Saturday, November 27, 2004

them ay-rabs! or,
a short history of early historic iraq



this emily, namely zilch, studies linguistics. i rarely speak on the subject, but today i had a hankerin' to splain to all you em'lys and henrys what are unfamiliar with the history of mesopotamia about its ancient history.

first, the early cultures from that area are known from archaeological remains. the habitation of the middle east dates back, naturally, to the most ancient of times. homo sapiens neandertalensis bones have been found in these regions back in the 30k range - coterminal with homo sapiens sapiens.

but today we are talking about the periods when people wrote. the sumerians and the speakers of east semitic were the earliest writers; while sumerian has no known relatives (it's what we call a "linguistic isolate"), east semitic is a member of the giant afrasian (or "afro-asiatic") language family, which has some 370 living languages in it. east semitic died out about 300 ce ("common era", i.e. = anno domini), but its most familiar nieces are the arabic languages, hebrew-aramaic-phoenician ("the canaanite dialect continuum"), amharic and other ethiopic languages, ancient egyptian, coptic, sudanese and the south arabian or yemenite languages.

sumerian ceased being a living language in the early bronze age - it remained the language of officialdom for several thousand years but prolly the last native speaker lived before 2500 bce, at which point east semitic eclipsed it.

in the third millennium bce, there were three "urban" east semitic languages:
+ eblaite from modern syria, assyrian from northern iraq & babylonian from southern iraq. there are also written forms for rural east semitic, which is called amurru; the amurri were assimilated by the urban elites and eblaite was a trader's tongue that eventually was eclipsed, leaving two main languages in the late bronze age: assyrian and babylonian, each named for the capital of the country in which each was principally spoken (assur and godsgate [baab-il])

we should start at the beginning of "modern mesopotamia", which is to say the ubaïd culture beginning about 5900 bce. in ancient times, the gulf was larger than it was today - the tigris and euphrates hadn't yet dumped eight thousand years of silt into it so what are now landlocked archaeological sites were once ports. also, river shift over time; some sites are now isolated that once were on the river. one example is the ancient holy site of eridu, in what is now far southern iraq, south of the modern euphrates. the mesopotamians considered it the first city ever built, and perhaps with good reason - it was founded at the beginning of the ubaïd period and remained important for cultural and geographic reasons for a very, very long time.

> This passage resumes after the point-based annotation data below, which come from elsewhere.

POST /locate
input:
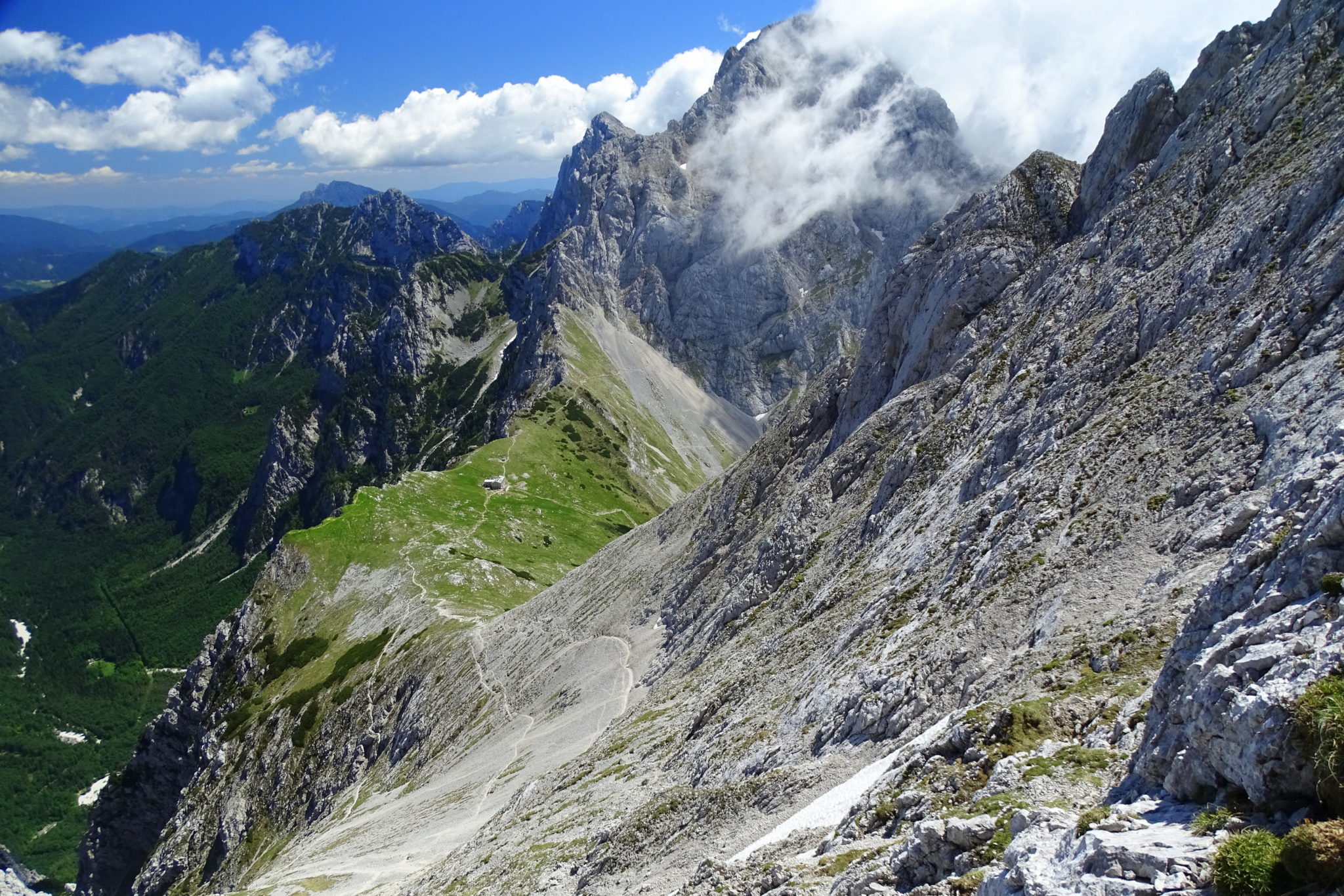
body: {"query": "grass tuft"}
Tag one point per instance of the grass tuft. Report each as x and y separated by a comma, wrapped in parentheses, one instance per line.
(1211, 821)
(1248, 864)
(1319, 718)
(1314, 853)
(1093, 816)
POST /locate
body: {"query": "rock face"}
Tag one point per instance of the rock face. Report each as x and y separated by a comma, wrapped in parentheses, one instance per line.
(338, 192)
(373, 339)
(646, 228)
(515, 226)
(1054, 538)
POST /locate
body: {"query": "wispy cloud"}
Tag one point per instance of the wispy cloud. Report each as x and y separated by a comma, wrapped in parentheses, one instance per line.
(1035, 74)
(27, 178)
(262, 167)
(516, 123)
(180, 101)
(729, 27)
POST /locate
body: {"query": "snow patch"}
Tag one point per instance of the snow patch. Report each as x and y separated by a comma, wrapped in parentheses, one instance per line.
(831, 807)
(24, 636)
(91, 796)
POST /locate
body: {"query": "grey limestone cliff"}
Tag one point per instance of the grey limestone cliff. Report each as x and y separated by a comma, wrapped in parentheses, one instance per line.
(640, 226)
(1053, 535)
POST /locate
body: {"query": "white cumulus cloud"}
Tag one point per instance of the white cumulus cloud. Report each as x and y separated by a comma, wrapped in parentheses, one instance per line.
(94, 175)
(183, 102)
(516, 123)
(32, 50)
(1035, 74)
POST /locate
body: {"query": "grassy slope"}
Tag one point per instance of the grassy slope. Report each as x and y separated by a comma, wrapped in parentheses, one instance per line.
(579, 474)
(82, 583)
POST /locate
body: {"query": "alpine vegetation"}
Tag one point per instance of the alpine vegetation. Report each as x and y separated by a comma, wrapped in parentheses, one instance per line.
(804, 506)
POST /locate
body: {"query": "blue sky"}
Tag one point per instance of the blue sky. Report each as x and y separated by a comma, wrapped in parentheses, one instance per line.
(373, 55)
(148, 102)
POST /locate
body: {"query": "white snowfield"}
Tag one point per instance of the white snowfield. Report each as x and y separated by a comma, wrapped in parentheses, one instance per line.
(24, 636)
(831, 807)
(91, 796)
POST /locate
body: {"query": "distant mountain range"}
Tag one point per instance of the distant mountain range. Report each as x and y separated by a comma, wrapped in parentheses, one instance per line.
(50, 245)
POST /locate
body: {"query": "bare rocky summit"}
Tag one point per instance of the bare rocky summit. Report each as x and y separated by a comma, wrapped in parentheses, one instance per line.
(998, 602)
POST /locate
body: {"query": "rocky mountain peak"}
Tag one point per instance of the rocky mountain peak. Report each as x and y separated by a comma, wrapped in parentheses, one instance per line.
(745, 241)
(393, 229)
(342, 193)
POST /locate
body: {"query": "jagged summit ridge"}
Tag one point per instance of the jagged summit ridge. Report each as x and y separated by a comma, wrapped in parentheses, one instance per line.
(913, 636)
(648, 229)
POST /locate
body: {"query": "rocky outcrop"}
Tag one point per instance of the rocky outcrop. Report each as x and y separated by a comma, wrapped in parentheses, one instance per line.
(1053, 539)
(640, 226)
(174, 750)
(514, 228)
(374, 335)
(338, 192)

the ubaïd marked a change to a commercially-oriented culture. it seems the early ubaïd was an innovative time; local populations were organised communally, with all work done in common areas. houses had beds and that's about it; you brought your food to the public kitchen, where you could cook in communal ovens and then eat it there.

this changed. later times show the kind of ancient societies familiar to us from museums: king-priests ruling societies focused on large kin groups.

assyria was most innovative. seeking the crucial tin that enabled bronze-smelting, assyrians traversed the long route to what is now turkey and set up colonies. the locals in turkey were part of the anatolian subfamily of the indo-european language family - english, french, spanish, german, russian, persian and the languages of northern india are members of it. assyrian culture gave great power to women; they had equal legal status to men and effectively ruled the corporation-families that the men represented. this situation somewhat resembled that of historic iroquoian society in that henrys were away from the centers of power for most of the year; emilys therefore had full legal rights and ran things on all levels under that of the bureaucracy.

babylonian society was different; traders plied as far as the far coasts of africa, along modern iran's coastline and even reached what is now north india for spices and such, but many of them were foreigners bringing the goods to babylonia. babylonian emilys had less freedom.

there are words from this ancient time that still remain in our vocabulary. the french word for a ragamuffin, mesquin, is a borrowing through a canaanite language (probably aramaic, important for jews and christians alike) from eblaite muskên-, which means a poor person or someone who has fallen on bad times. the sumerians used a base-12 system rather than the base-10 common to, say, most semitic languages and indo-european ones; their learning gave us the astronomy and the 12 houses of the zodiac (passed also to ancient india and ancient china), twelve months, twelve hours, sixty (12x5) minutes in an hour and sixty seconds in a minute.

iraq means war, arab, islam to so many people. it is important to remember it has a cultural history as rich as egypt's and more important. science was born there. civilization's cradle is there. standard babylonian was maintained as a written standard for the international community of the time for four thousand years - and was supplanted only by another local language, aramaic, which remains spoken to this day. iraq is not just a place to shoot people. it's one of the most historically important places on the earth.